The pressure gradient is fundamental in aortic stenosis. In the setting of contractile (systolic) dysfunction, the left ventricle is unable to generate a normal increase in pressure and, accordingly, the pressure gradient across the aortic valve decreases, regardless of the stenosis. Hence, a patient with aortic stenosis who develops contractile dysfunction will display improvement in the pressure gradient, despite the fact that the stenosis remains unchanged, or even more severe.

This scenario is referred to as low flow, low gradient, low ejection fraction aortic stenosis. On echocardiography, this is characterized by the following:

  • Aortic valve area <1 cm2
  • LVEF (ejection fraction) <40%
  • Mean pressure gradient <30–40 mmHg.

Furthermore, contractile dysfunction may lead to the aortic valve appearing less mobile than it actually is. This is explained by the fact that the dysfunctioning ventricle is unable to generate enough force to open the valves properly (particularly if they are calcified). In this scenario, moderate aortic stenosis may appear as severe. This is referred to as pseudosevere aortic stenosis.

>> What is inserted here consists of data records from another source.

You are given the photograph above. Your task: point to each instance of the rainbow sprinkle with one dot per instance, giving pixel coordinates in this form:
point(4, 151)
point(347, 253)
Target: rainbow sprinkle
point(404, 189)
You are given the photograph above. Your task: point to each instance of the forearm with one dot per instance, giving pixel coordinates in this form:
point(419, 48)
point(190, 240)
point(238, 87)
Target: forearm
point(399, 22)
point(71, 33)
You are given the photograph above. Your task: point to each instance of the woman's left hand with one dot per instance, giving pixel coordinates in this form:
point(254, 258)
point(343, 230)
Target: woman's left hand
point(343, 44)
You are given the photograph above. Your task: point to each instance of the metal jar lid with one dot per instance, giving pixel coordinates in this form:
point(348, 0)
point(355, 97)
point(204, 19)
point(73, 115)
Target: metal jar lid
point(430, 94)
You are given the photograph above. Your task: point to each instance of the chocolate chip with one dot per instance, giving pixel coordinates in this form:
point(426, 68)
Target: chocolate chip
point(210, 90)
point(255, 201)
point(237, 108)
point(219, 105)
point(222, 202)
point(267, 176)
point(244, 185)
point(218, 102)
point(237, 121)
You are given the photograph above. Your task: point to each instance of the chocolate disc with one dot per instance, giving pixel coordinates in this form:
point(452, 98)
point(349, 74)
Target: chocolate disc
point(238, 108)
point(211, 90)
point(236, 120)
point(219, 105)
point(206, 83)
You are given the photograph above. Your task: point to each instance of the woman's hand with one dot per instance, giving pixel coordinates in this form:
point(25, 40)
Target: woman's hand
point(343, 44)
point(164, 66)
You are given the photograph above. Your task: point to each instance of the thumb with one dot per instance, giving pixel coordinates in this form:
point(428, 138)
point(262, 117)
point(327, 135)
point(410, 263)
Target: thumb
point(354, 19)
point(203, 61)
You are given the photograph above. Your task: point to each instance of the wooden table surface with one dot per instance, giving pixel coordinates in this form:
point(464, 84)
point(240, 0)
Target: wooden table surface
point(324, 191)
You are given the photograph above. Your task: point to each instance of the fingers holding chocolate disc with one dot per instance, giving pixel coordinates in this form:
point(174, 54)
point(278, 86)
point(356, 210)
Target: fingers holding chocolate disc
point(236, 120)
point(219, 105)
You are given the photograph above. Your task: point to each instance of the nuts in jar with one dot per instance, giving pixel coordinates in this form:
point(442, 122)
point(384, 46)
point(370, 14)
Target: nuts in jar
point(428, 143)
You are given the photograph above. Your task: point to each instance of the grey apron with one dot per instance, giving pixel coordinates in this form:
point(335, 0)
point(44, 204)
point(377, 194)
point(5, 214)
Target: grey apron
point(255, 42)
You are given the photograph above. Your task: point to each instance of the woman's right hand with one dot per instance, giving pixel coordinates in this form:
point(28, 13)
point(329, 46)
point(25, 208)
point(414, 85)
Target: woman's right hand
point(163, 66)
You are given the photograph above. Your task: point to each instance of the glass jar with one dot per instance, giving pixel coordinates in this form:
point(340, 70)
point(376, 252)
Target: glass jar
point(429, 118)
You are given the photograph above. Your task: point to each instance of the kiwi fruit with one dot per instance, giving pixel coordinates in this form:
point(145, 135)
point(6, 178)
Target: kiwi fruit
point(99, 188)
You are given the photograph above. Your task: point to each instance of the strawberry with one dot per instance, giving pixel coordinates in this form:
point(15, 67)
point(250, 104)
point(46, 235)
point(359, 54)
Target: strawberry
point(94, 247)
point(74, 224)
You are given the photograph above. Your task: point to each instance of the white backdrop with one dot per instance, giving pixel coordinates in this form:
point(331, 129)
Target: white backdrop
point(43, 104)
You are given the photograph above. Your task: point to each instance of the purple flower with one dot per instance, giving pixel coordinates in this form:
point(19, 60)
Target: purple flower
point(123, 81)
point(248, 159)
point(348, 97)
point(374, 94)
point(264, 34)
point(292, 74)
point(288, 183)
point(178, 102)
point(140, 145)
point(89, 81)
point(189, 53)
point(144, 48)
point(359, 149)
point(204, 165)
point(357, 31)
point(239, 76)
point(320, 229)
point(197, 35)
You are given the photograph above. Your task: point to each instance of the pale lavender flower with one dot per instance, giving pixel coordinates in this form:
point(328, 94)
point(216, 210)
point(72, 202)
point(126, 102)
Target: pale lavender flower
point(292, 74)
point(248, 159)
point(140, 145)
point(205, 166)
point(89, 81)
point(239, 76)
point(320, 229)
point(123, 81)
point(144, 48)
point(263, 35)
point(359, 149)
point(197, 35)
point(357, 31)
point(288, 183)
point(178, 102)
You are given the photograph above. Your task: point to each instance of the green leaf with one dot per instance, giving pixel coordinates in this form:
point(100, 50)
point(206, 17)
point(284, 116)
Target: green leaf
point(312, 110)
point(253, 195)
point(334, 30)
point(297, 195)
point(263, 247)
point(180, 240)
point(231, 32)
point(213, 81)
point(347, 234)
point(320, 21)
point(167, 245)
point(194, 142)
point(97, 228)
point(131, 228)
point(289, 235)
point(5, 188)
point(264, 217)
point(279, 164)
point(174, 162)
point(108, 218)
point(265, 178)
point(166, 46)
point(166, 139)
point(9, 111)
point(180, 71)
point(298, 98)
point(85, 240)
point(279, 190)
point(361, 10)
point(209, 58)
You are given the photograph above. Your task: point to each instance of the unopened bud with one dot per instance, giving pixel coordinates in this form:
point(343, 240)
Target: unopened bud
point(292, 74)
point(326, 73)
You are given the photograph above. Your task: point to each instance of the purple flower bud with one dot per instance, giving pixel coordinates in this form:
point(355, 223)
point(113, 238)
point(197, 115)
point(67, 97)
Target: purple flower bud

In such cases, it is especially important to calculate the aortic valve area.

Low flow, low gradient, normal EF aortic stenosis

Individuals with small ventricular volumes may exhibit low flow, low gradient, normal EF aortic stenosis, which implies that aortic stenosis is present with low flow and low gradient despite normal ejection fraction. In these situations, the VTI ratio should be given greater importance in the assessment.

Echocardiographic assessment of the severity of aortic valve stenosis relies on peak velocity, mean pressure gradient and aortic valve area (AVA), which should ideally be concordant. In 25% of patients these parameters are discordant (usually aortic valve area <1 cm² and mean pressure gradient <40 mmHg). In most cases, these patients present with a normal flow (stroke volume index ≥35/ml/m²) but low flow provides important prognostic information. To assess whether these patients truly present with severe aortiv stenosis, calcium score should be measured using computed tomography (thresholds are 2,000 AU in male and 1,250 AU in female) [1].


[1] Messika-Zeitoun et al. Aortic valve stenosis: evaluation and management of patients with discordant grading.

[2] Baumgartner et al. Recommendations on the Echocardiographic Assessment of Aortic Valve Stenosis: A Focused Update From the European Association of Cardiovascular Imaging and the American Society of Echocardiography.